In the Mood For Love
This long-awaited follow-up to Happy Together from Wong Kar-Wai has been impressing audiences in a couple of festivals since its first screening in Cannes. Now in its final print, In the Mood for Love will no doubt garner an even wider audience for Wong Kar-Wai’s films since Chungking Express. An exquisite film about longing and unconsummated love, it is none other than an excellent example of filmmaking craft, a poem to unrequited love.

The Low Down
Another short filmmaker, who has previously screened at the Cork Film Festival, returns with a feature starring Aidan Gillen and Kate Ashfield. A new British film that was one of the most talked about, at the recent Edinburgh festival. Concerning the life and times of a couple of twentysomethings, the handheld camera and original editing style provide for a lot more than an easily definable Friends agenda. More Breathless than Human Traffic.

Memento
Memento is the new feature from Christopher Nolan and is a thriller that promises to be a surprise hit with festival-goers. Stylish and elaborately plotted, the film focuses on a man who, rescued from death, gets the chance to find the murderer of his wife and avoid becoming a murderer himself.

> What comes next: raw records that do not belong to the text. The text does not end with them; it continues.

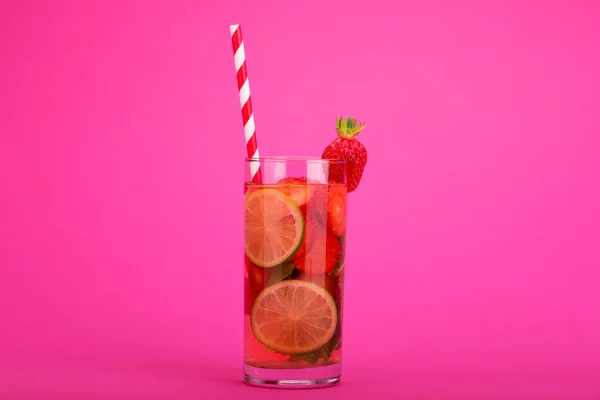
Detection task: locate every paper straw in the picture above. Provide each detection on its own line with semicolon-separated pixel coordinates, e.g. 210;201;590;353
230;24;262;183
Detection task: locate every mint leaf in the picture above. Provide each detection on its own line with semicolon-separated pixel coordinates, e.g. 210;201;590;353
288;347;327;364
287;330;342;365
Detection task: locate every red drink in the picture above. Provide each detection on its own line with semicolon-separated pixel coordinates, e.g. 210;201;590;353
243;164;346;387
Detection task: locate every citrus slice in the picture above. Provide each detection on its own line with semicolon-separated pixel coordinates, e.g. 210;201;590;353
244;189;305;268
251;280;338;354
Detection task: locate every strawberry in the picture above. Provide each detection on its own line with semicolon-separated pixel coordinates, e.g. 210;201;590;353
322;117;367;192
326;183;347;236
277;177;330;227
277;177;316;209
244;278;254;315
304;183;328;225
293;229;341;275
293;209;326;259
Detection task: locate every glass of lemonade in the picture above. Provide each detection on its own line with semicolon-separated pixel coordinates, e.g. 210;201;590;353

The Nine Lives of Thomas Katz
Having won an award in Cork for a short film, Ben Hopkins returns with his latest feature. The Nine Lives of Thomas Katz wowed audiences in Edinburgh recently, as a unique example of British surreallism. A bizarre black comedy that begins with a man, dressed in costume from another century, arriving in modern day London through a manhole. The Toronto catalogue described it as ‘the funniest comedy about the end of the world ever made.’

Northern Skirts
An award winner at last year’s Venice Film Festival, this ensemble piece set in Vienna in 1995, draws together an immigrant community, in their twenties, setting up a life in a new country. Coming from the Yugoslav war, or part of the migrating populace of Romania, the scenario is one that is often associated with film and television culture in the West - a group of fine young things talk about life, romance and high ideals. However, this film takes its angle seriously, an angle where the high ideals are far more credible than in the café society of western capitalism.

Purely Belter
The new film from Mark Herman, like his previous two films, Brassed Off and Little Voice, is more of an intimate approach to filmmaking and screenwriting than most of his British counterparts. Purely Belter is an endearing and entertaining tale of boyhood friendship and, in particular, their escapades in an attempt to raise money for a season ticket to the year's games of Newcastle United – with a camoe from Alan Shearer.

Small-Time Crooks
The new film from Woody Allen, hot on the heels of the recent release of the critically acclaimed Sweet and Lowdown, Small-Time Crooks is, in comparison, more of a broad farce. A satirical rendition of slapstick humour beginning with a group of bumbling would-be bank robbers and leading to a broader canvas concerning a bickering couple with new-found wealth.

Sozhue River
A Chinese homage to Hitchcock with definite parallels to Rear Window and Vertigo, the style of Sozhue River is independently distinctive. It twists and turns at its own pace, mirroring the plot's movement with the symbolic flow of the river in the title. The film centres around the tragic love affair between a videographer whose subjective camera-work inflects the style of the film, and the daughter of a black marketeer.

Woman on Top
A new comedy starring Spain’s most popular actress Penelope Cruz in one of her first leading roles in an American produced feature. This film definitely has a Latin feel given its approach to humour and its grounding in dramatic credibility – no matter how surreal. Having moved to San Francisco, after she proves too much for her husband – always requesting to be on top, the often motion-sick Isabella finds herself the toast of the town as a celebrity chef.

The Werckmeister Harmonies
The Werckmeister Harmonies is the new film from the highly regarded Bela Tarr. Having received a standing ovation, at Cannes earlier in the year, The Werckmeister Harmonies is a film not to be missed in this year’s festival. Concerning the fable of a revolutionary movement in a Hungarian town, Tarr uses his unique allegorical and mystical style to bring the film to an apocalyptic conclusion. Already deemed a masterpiece.